In 1978, he left his job as a legislative correspondent to become press secretary for Alex Seith, the Democratic nominee for the U.S. Senate, in his challenge to the incumbent U.S. Senator Charles H. Percy. Despite Seith's obscurity, the campaign mounted a strong challenge and nearly pulled off an upset victory. Serafin managed Seith's second Senate bid in 1984; the campaign advertisements Serafin designed were called "corny but effective," beginning his career in politics.
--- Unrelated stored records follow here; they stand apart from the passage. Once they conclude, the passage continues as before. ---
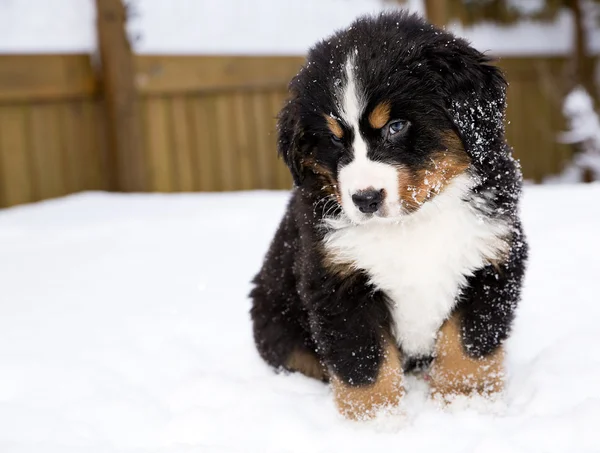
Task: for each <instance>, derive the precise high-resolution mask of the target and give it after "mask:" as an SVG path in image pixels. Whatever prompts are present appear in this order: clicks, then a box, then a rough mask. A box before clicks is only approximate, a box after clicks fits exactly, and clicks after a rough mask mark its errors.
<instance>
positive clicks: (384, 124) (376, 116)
mask: <svg viewBox="0 0 600 453" xmlns="http://www.w3.org/2000/svg"><path fill="white" fill-rule="evenodd" d="M391 108H392V107H391V104H390V101H384V102H381V103H380V104H377V105H376V106H375V108H374V109H373V110H372V111H371V113H370V114H369V124H370V125H371V127H372V128H373V129H381V128H382V127H383V126H385V125H386V124H387V123H388V121H389V120H390V113H391Z"/></svg>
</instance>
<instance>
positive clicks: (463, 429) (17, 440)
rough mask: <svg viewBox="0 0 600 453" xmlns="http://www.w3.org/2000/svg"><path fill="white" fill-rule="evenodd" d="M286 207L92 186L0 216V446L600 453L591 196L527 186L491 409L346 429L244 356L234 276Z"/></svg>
mask: <svg viewBox="0 0 600 453" xmlns="http://www.w3.org/2000/svg"><path fill="white" fill-rule="evenodd" d="M286 198H287V194H286V193H282V192H254V193H239V194H214V195H200V194H196V195H107V194H100V193H88V194H83V195H75V196H71V197H68V198H64V199H60V200H55V201H48V202H45V203H40V204H36V205H31V206H25V207H20V208H13V209H9V210H4V211H0V451H1V452H2V453H17V452H18V453H33V452H35V453H38V452H40V453H41V452H43V453H54V452H61V453H63V452H86V453H96V452H103V453H105V452H106V453H112V452H121V453H122V452H136V453H146V452H162V453H166V452H169V453H170V452H192V451H193V452H219V453H221V452H240V453H241V452H243V453H253V452H257V453H258V452H260V453H263V452H266V453H269V452H277V453H280V452H302V453H305V452H307V451H310V452H334V453H335V452H350V451H356V452H375V451H403V452H408V451H411V452H417V451H419V452H421V451H423V452H429V451H431V452H440V451H443V452H471V451H472V452H486V453H497V452H523V453H531V452H569V453H574V452H598V451H600V433H599V432H598V428H599V427H600V328H599V327H598V326H599V323H600V303H599V302H600V298H599V294H600V290H599V288H600V287H599V284H598V281H599V276H600V258H599V254H600V253H599V252H600V239H599V237H600V236H599V234H598V232H599V231H600V185H595V186H545V187H527V188H526V196H525V199H524V204H523V216H524V220H525V227H526V231H527V233H528V236H529V239H530V242H531V261H530V270H529V274H528V277H527V284H526V289H525V292H524V297H523V302H522V304H521V307H520V310H519V312H518V318H517V321H516V325H515V330H514V335H513V337H512V339H511V340H510V342H509V344H508V372H509V381H508V389H507V392H506V397H505V403H504V404H495V405H490V406H487V407H486V406H484V405H481V404H479V403H478V404H475V403H473V404H466V405H455V406H454V407H451V408H450V409H447V410H442V409H440V408H439V407H437V406H435V405H434V404H433V403H431V402H430V401H429V400H428V399H427V397H426V391H427V388H426V385H425V384H424V383H423V382H420V381H417V380H414V379H413V380H411V381H410V382H409V392H408V396H407V400H406V406H407V409H406V411H407V413H406V415H404V416H396V417H388V418H382V419H379V420H376V421H374V422H369V423H355V422H349V421H345V420H343V419H342V418H341V417H340V416H339V415H338V414H337V413H336V411H335V408H334V405H333V402H332V397H331V394H330V390H329V389H328V387H327V386H325V385H324V384H321V383H319V382H316V381H312V380H309V379H308V378H305V377H303V376H300V375H287V376H286V375H275V374H273V372H272V371H271V370H270V369H269V368H267V367H266V366H265V365H264V364H263V363H262V362H261V360H260V359H259V357H258V355H257V353H256V352H255V350H254V345H253V342H252V337H251V328H250V321H249V316H248V309H249V301H248V299H247V297H246V294H247V293H248V290H249V288H250V285H249V280H250V278H251V277H252V275H253V274H254V273H255V272H256V271H257V269H258V267H259V265H260V263H261V260H262V255H263V253H264V251H265V249H266V247H267V245H268V242H269V240H270V238H271V235H272V233H273V231H274V229H275V227H276V224H277V222H278V220H279V217H280V215H281V213H282V211H283V207H284V204H285V201H286Z"/></svg>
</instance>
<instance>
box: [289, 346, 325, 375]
mask: <svg viewBox="0 0 600 453" xmlns="http://www.w3.org/2000/svg"><path fill="white" fill-rule="evenodd" d="M285 367H286V369H288V370H289V371H297V372H298V373H302V374H304V375H305V376H308V377H311V378H314V379H318V380H319V381H323V382H327V380H328V379H329V376H328V373H327V369H326V368H325V367H324V366H323V364H322V363H321V362H320V361H319V358H318V357H317V356H316V354H314V353H312V352H308V351H302V350H296V351H294V352H292V353H291V354H290V356H289V358H288V360H287V362H286V364H285Z"/></svg>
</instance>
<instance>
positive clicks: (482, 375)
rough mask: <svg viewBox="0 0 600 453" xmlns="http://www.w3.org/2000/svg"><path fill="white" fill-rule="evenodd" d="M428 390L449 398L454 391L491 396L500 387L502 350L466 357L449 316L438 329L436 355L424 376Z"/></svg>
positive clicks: (502, 371) (464, 393) (454, 323)
mask: <svg viewBox="0 0 600 453" xmlns="http://www.w3.org/2000/svg"><path fill="white" fill-rule="evenodd" d="M428 380H429V382H430V387H431V394H432V396H433V397H434V398H436V399H441V400H442V401H446V402H448V401H450V400H452V399H453V397H454V396H456V395H467V396H470V395H477V394H479V395H483V396H486V397H487V396H491V395H493V394H496V393H499V392H501V391H502V390H503V389H504V350H503V348H502V347H499V348H498V349H497V350H496V351H495V352H494V353H492V354H490V355H488V356H485V357H481V358H473V357H469V356H468V355H467V354H466V353H465V351H464V349H463V346H462V340H461V336H460V329H459V324H458V320H457V319H456V318H451V319H449V320H448V321H446V323H444V325H443V326H442V328H441V329H440V332H439V335H438V340H437V344H436V357H435V359H434V361H433V363H432V365H431V371H430V373H429V376H428Z"/></svg>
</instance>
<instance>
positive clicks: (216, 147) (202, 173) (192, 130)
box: [188, 96, 221, 191]
mask: <svg viewBox="0 0 600 453" xmlns="http://www.w3.org/2000/svg"><path fill="white" fill-rule="evenodd" d="M188 109H189V110H188V111H189V113H190V124H191V130H192V131H193V134H192V140H193V143H194V154H195V161H196V165H197V167H196V171H197V172H198V184H197V186H196V187H197V189H198V190H201V191H215V190H220V188H221V174H220V173H219V170H218V167H217V153H218V145H217V139H216V134H215V129H216V125H215V100H214V96H196V97H193V98H191V99H190V103H189V104H188Z"/></svg>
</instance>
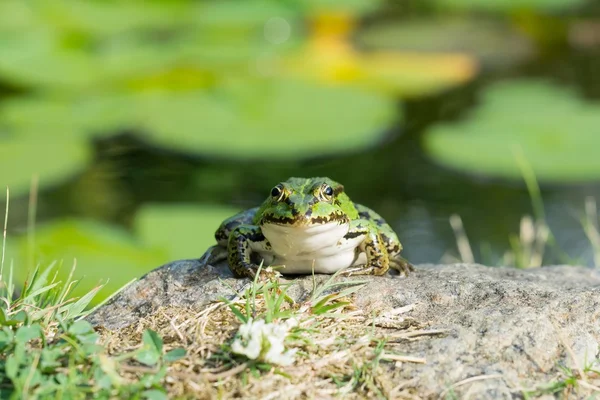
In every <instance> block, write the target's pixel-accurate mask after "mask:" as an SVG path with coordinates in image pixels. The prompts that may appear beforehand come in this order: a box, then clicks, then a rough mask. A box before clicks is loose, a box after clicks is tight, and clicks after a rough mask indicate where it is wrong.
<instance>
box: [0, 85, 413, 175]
mask: <svg viewBox="0 0 600 400" xmlns="http://www.w3.org/2000/svg"><path fill="white" fill-rule="evenodd" d="M228 82H229V81H228ZM44 102H46V103H48V104H45V105H44ZM21 103H22V104H21V105H16V106H11V105H10V102H9V103H8V105H6V104H5V106H4V107H5V109H6V111H5V112H4V113H0V124H6V125H7V126H8V127H9V129H11V131H12V133H13V135H14V136H15V137H20V138H22V139H20V140H19V141H18V142H17V143H20V142H21V140H25V139H27V140H30V141H34V140H39V139H38V138H39V137H40V136H42V135H45V136H51V137H53V138H54V137H63V138H71V140H72V141H75V142H76V141H81V140H82V139H84V138H86V137H89V136H90V135H91V134H92V133H97V132H103V135H106V134H112V133H113V132H116V131H118V130H120V129H122V128H123V127H136V128H138V129H136V131H137V132H140V133H139V136H140V137H141V138H142V139H143V140H144V141H146V142H148V143H150V144H152V145H156V146H160V147H161V148H165V149H171V150H175V151H179V152H183V153H190V154H199V155H210V156H221V157H232V158H238V159H239V158H242V159H263V158H264V157H269V158H270V159H279V160H289V159H301V158H306V157H315V156H322V155H327V154H333V153H337V152H344V151H356V150H359V149H364V148H365V147H369V146H373V145H375V144H377V143H378V142H379V141H380V140H382V139H383V138H384V136H385V134H386V131H387V129H388V128H389V127H390V126H391V125H392V123H394V122H397V121H398V120H399V119H400V118H401V115H399V112H398V109H397V107H396V103H395V101H394V100H393V99H392V98H390V97H388V96H383V95H378V94H374V93H373V92H372V91H368V90H364V89H358V88H352V87H344V86H337V87H333V86H330V85H325V84H317V83H311V82H309V81H300V80H289V79H288V80H283V79H273V80H263V81H257V80H251V79H246V80H239V79H237V80H231V81H230V83H227V84H223V85H221V86H219V87H218V89H215V90H213V91H211V92H208V91H205V90H202V91H200V90H198V91H194V90H186V91H164V90H162V91H147V92H143V93H137V94H122V93H121V94H120V93H113V94H111V95H98V96H94V97H83V98H80V97H75V96H73V97H72V98H70V99H69V98H67V99H60V98H51V97H48V98H38V99H36V100H35V102H32V103H31V104H28V103H27V102H26V101H21ZM342 114H343V115H344V118H332V117H331V116H332V115H342ZM31 115H34V116H37V118H33V117H32V116H31ZM46 120H50V123H48V124H46V125H42V124H41V123H40V122H39V121H46ZM142 132H143V133H142ZM200 132H201V134H199V133H200ZM282 132H285V134H282ZM323 132H327V135H323ZM29 138H31V139H29ZM290 138H296V139H299V138H301V140H295V141H294V145H293V146H290ZM64 140H65V141H67V139H64ZM38 147H39V145H38ZM0 154H1V153H0ZM57 154H60V152H58V153H57ZM28 156H29V154H28ZM21 159H23V157H21V158H20V160H21ZM0 162H1V161H0ZM0 166H1V164H0ZM42 182H43V181H42Z"/></svg>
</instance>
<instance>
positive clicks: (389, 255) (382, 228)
mask: <svg viewBox="0 0 600 400" xmlns="http://www.w3.org/2000/svg"><path fill="white" fill-rule="evenodd" d="M354 207H355V208H356V210H357V211H358V217H359V218H360V219H365V220H367V221H370V222H371V223H373V224H374V225H375V226H377V230H378V231H379V234H380V235H381V237H382V239H383V240H384V242H385V247H386V249H387V251H388V255H389V256H390V257H394V256H396V255H399V254H400V252H401V251H402V244H401V243H400V240H399V239H398V235H396V232H394V230H393V229H392V227H391V226H390V224H388V223H387V222H386V220H385V219H383V217H382V216H381V215H379V214H377V213H376V212H375V211H373V210H371V209H370V208H369V207H367V206H363V205H362V204H358V203H354Z"/></svg>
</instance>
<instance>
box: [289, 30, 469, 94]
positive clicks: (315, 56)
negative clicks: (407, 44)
mask: <svg viewBox="0 0 600 400" xmlns="http://www.w3.org/2000/svg"><path fill="white" fill-rule="evenodd" d="M283 65H284V67H283V73H282V74H283V75H285V76H292V77H295V78H302V79H311V80H316V81H320V82H323V83H326V84H331V83H335V84H337V85H339V86H353V87H358V88H363V89H366V90H368V91H371V92H375V93H381V94H384V95H387V96H392V97H394V98H397V97H398V96H401V97H416V96H425V95H430V94H435V93H437V92H440V91H443V90H446V89H448V88H450V87H453V86H456V85H459V84H462V83H465V82H467V81H469V80H471V79H472V78H473V77H474V76H475V75H476V74H477V72H478V69H479V64H478V62H477V60H476V59H475V58H474V57H472V56H471V55H469V54H464V53H458V52H456V53H440V52H438V53H434V52H431V53H425V52H416V51H407V52H392V51H385V50H384V51H372V52H362V51H358V50H356V49H355V48H354V47H353V46H352V44H351V43H350V42H349V41H348V40H347V39H345V38H344V37H331V36H329V35H328V34H324V35H323V36H322V37H319V36H317V37H314V38H312V39H311V41H309V42H308V43H307V45H306V46H305V48H304V49H303V51H301V52H299V53H298V54H296V55H292V56H289V57H286V58H284V63H283Z"/></svg>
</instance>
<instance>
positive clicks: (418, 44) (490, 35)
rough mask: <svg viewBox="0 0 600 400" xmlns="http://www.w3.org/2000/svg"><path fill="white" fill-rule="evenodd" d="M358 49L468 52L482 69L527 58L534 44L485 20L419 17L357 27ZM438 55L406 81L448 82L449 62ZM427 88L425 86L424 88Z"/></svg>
mask: <svg viewBox="0 0 600 400" xmlns="http://www.w3.org/2000/svg"><path fill="white" fill-rule="evenodd" d="M356 40H357V42H358V43H359V44H360V46H361V48H366V49H368V50H370V51H374V50H377V51H395V52H398V53H399V54H403V53H414V52H420V53H424V54H440V55H443V54H447V55H449V54H469V55H472V56H474V57H476V58H477V59H478V60H479V62H480V63H481V64H483V66H484V68H485V69H491V70H495V69H499V68H506V67H511V66H514V65H517V64H519V63H522V62H524V61H528V60H529V59H531V58H532V56H533V55H534V50H535V49H534V45H533V43H532V41H531V40H530V39H528V38H527V37H526V36H525V35H522V34H519V33H518V32H517V31H515V30H514V29H511V28H510V26H509V25H508V24H503V23H500V22H497V21H492V20H489V19H485V20H484V19H474V18H471V19H468V18H462V17H455V18H452V17H445V18H431V17H428V18H423V19H411V20H408V21H403V23H402V24H398V23H397V22H387V23H386V22H382V23H378V24H372V25H370V26H368V27H366V28H365V29H361V30H360V32H359V33H358V35H357V39H356ZM443 60H444V59H443V58H440V61H441V62H440V63H439V65H438V66H437V68H431V69H427V72H428V73H429V75H428V76H422V75H420V74H416V73H415V74H414V76H412V77H411V76H409V75H407V76H406V79H407V80H412V81H413V82H414V84H413V85H414V86H415V90H416V91H418V87H416V86H417V85H420V84H423V85H429V86H433V85H435V84H436V83H438V84H440V85H442V87H443V85H446V86H447V85H448V83H451V78H452V75H449V74H448V73H447V72H448V70H449V69H450V68H452V64H451V63H444V62H443ZM425 89H427V87H425Z"/></svg>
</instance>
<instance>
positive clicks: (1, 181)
mask: <svg viewBox="0 0 600 400" xmlns="http://www.w3.org/2000/svg"><path fill="white" fill-rule="evenodd" d="M90 159H91V151H90V149H89V145H88V144H87V143H86V142H85V141H81V140H60V139H57V138H54V137H52V136H51V135H48V136H47V137H44V135H40V136H38V138H27V139H19V140H16V139H8V138H6V139H5V138H3V137H2V134H1V132H0V187H2V188H5V187H6V186H8V187H9V188H10V191H11V194H12V195H15V196H19V195H22V194H25V193H27V192H28V191H29V187H30V185H31V180H32V177H33V176H34V175H37V176H38V178H39V185H40V186H41V187H45V186H52V185H55V184H58V183H60V182H62V181H64V180H66V179H68V178H70V177H72V176H74V175H75V174H77V173H79V172H81V171H82V170H83V169H84V168H85V167H86V166H87V165H88V163H89V161H90Z"/></svg>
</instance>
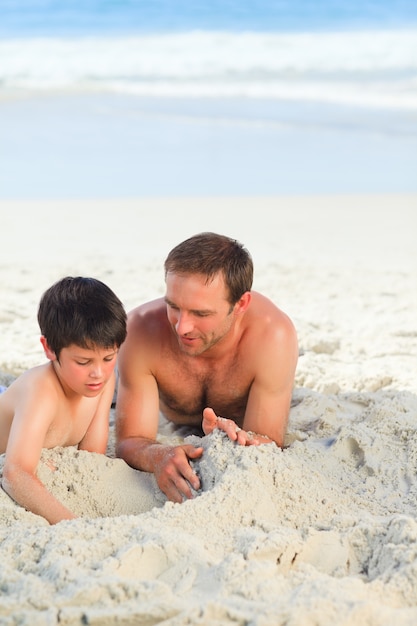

His next job in politics was as press secretary for U.S. Senator Alan Dixon. As Dixon's "top political operative", he worked on campaigns for other Democratic candidates in Illinois, including future U.S. Senator Dick Durbin's first congressional run and Illinois State Treasurer James Donnewald's reelection bid. In 1987, he joined Gary Hart's presidential campaign as its Illinois manager. He was one of two Hart spokesmen to confirm on May 8, 1987, that Hart was withdrawing from the presidential race.

Over the following years, Serafin served as a political and media consultant for a number of candidates, including future Illinois Appellate Judge Aurelia Pucinski and the first female African-American U.S. Senator, Carol Moseley-Braun. He worked for U.S Representative Dan Rostenkowski for much of the early 1990s, until Rostenkowski's general election loss in 1994. He continued to work on political campaigns, establishing his reputation as an independent by working for both Democrats and Republicans.

Serafin & Associates has refocused its business away from campaigns for public office and towards crisis communication for businesses, unions, and non-profits. The firm's clients have included the Illinois Council on Developmental Disabilities, Wal-Mart, Morgan Stanley, Vulcan Materials, the Carpenters Union, Ameren Power Company, Arlington Park International Racecourse, Westfield Concession Management and Dynegy.

Since 1996, Serafin has hosted an annual holiday party known for attracting Chicago's political, media, and business "A-listers." Held the Tuesday before Thanksgiving, the gathering is known to bring people together from "opposing political [and] business fronts."

In 2001, he traveled to Cuba as part of former U.S. Senator Paul Simon's delegation of academics and public officials. Serafin was one of the six members of the delegation to share a six-hour luncheon with Fidel Castro.

On May 16, 2015, Serafin delivered the commencement address at the University of Illinois at Springfield.